Each signed action letter will generate an email to that voter’s Delegate and State Senator, as well as the Governor. That action letter calls for a transparent redistricting process and the appointment of an independent commission to draw electoral boundaries.

Last November, as Alexandrians cast their votes for Governor, Lt. Governor, Attorney General, and the House of Delegates, 21 trained volunteers were at five polling stations in Alexandria to discuss gerrymandering. Alexandria volunteers collected 460 signatures in Alexandria and Fairfax County, 436 of which were from Alexandrians.

The Alexandria LAG is part of OneVirginia2021, a statewide nonpartisan issue group that aims to make Virginia’s electoral maps fairer to voters from all parties.

“The only way for gerrymandering to become a thing of the past in this state is through Virginians raising their voices in opposition.
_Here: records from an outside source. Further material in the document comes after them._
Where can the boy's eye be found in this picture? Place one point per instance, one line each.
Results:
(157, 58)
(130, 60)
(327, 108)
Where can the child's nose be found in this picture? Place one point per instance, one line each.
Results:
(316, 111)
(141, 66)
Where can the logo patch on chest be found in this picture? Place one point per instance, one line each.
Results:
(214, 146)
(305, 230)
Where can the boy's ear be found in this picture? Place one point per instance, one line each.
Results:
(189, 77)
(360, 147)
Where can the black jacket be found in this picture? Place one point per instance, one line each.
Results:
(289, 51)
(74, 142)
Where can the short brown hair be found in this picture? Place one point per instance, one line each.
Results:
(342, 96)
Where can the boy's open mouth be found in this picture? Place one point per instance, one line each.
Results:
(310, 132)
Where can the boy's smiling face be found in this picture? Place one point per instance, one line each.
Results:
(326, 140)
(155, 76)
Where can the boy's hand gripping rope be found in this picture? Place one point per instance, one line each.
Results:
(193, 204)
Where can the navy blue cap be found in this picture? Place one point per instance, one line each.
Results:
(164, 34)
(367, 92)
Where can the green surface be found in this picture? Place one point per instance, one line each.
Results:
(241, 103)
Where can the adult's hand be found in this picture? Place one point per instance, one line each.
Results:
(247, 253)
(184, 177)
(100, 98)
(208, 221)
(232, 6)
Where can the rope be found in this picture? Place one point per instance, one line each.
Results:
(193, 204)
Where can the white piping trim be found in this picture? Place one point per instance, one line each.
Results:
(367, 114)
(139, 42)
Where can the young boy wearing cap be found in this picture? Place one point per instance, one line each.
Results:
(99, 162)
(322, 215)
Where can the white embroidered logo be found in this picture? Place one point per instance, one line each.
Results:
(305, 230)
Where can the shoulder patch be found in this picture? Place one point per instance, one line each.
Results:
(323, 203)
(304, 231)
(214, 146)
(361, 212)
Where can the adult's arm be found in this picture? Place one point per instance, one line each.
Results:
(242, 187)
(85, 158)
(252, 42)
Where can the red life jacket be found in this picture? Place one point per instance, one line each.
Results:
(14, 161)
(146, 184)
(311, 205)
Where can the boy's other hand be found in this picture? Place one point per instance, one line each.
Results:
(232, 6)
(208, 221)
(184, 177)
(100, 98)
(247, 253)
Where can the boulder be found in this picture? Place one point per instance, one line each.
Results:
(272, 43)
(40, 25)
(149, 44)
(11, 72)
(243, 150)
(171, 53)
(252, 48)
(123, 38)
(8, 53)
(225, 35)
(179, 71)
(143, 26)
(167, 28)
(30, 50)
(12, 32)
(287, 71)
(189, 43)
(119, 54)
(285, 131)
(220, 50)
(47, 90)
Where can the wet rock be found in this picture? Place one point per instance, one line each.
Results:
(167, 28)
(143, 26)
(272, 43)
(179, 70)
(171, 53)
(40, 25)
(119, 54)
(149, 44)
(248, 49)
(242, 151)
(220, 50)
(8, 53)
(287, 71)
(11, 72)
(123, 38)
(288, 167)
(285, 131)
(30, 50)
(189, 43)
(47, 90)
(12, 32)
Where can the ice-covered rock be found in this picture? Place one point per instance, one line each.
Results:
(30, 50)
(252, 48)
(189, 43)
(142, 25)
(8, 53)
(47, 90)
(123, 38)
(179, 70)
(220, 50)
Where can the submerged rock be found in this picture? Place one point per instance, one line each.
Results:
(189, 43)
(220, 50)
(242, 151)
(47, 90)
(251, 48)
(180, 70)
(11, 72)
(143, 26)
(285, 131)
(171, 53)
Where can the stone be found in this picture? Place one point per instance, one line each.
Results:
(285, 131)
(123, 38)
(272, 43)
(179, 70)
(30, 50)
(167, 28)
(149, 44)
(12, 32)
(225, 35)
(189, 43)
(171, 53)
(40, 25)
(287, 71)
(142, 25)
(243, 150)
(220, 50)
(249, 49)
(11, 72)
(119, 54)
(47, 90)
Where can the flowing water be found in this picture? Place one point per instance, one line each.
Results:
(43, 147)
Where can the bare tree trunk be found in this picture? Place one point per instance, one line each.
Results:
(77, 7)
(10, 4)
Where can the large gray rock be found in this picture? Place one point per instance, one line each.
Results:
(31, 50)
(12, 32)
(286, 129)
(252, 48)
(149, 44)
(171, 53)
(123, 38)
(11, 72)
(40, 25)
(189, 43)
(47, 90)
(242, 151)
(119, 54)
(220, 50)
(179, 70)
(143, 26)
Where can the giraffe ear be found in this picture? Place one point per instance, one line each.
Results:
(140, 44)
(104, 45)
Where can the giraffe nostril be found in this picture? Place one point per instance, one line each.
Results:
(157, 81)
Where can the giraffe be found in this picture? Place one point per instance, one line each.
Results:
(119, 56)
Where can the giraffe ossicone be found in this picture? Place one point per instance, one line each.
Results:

Voters in Pennsylvania, Michigan, and Ohio have recently shown the power of grassroots efforts to end gerrymandering. Our signature drive in Alexandria, coupled with similar efforts across the Commonwealth, is part of that same drive,” said Giselle Caruso, co-leader of the Alexandria

LAG. “This direct action will show our elected leaders in Richmond that their constituents are serious about electoral reform.”

According to software company Azavea, which analyzed U.S. Census data from 2010, Virginia is the fifth most gerrymandered state in the country. This increases political polarization and protects incumbent elected officials, meaning they are often less responsive to their constituents. Virginia’s gerrymander is a bipartisan issue: the State Senate’s lines favors Democrats while the House of Delegates favors Republicans.